In a time of expanding protests against the scourge of police brutality, Senator Sessions stands on opposite ground. He has repeated stood against the consent decreea main tool of the DOJ to reel in racist and unaccountable police departments. In a report by the Alabama Policy Institute, Senator Sessions called consent decrees: “One of the most dangerous, and rarely discussed, exercises of raw power is the issuance of expansive court decrees. Consent decrees have a profound effect on our legal system as they constitute an end run around the democratic process.”

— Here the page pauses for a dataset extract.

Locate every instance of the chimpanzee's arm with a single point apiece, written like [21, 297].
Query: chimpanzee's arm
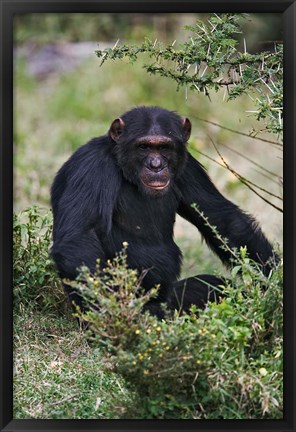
[83, 196]
[239, 228]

While under the administration of President Barack Obama, the DOJ’s Civil Rights Division made investigating police departments charged with racism and police brutality a key focus by intervening in high-profile cases in Ferguson, Missouri and Baltimore, Maryland to impose consent decrees and reforms to correct misbehavior and the violation of citizen’s civil rights.

Senator Sessions would become the Attorney General under a president who supports nationalizing the racist and disproven “stop and frisk,” strategy. Both Sessions and the incoming president are supporters of the DOD 1033 program which allows police department’s access to surplus military equipment including tanks, armored vehicles, grenade launchers and more. He also opposes the removal of mandatory minimum sentences and blocked efforts to reduce nonviolent drug sentencing despite wide bi-partisan support for doing so. If not enough, Senator Sessions has repeatedly voted against safe, sane, and sensible measures to stem the tide of gun violence.

Given that these are issues our nation the attorney general is sworn to protect and enforce his nomination represents an ongoing and dangerous threat to our civic birthrights –particularly, and the right to vote.

We call upon the Senate to reject Sessions and for President-elect Donald J. Trump to replace Sessions with a nominee with a record of inclusion and commitment to protecting the civil rights of the American majority.

The NAACP does not believe that an election where the incoming president lost the popular vote by nearly 3 million votes represents a mandate to overhaul the America of the Majority. The vote remains the most important resource in making democracy real for all people.

As we have since 1909, the NAACP will continue to stand against Senator Sessions and any attempts to unravel the progress earned through the blood, sweat and tears of our people to enjoy the same rights under law as all Americans.”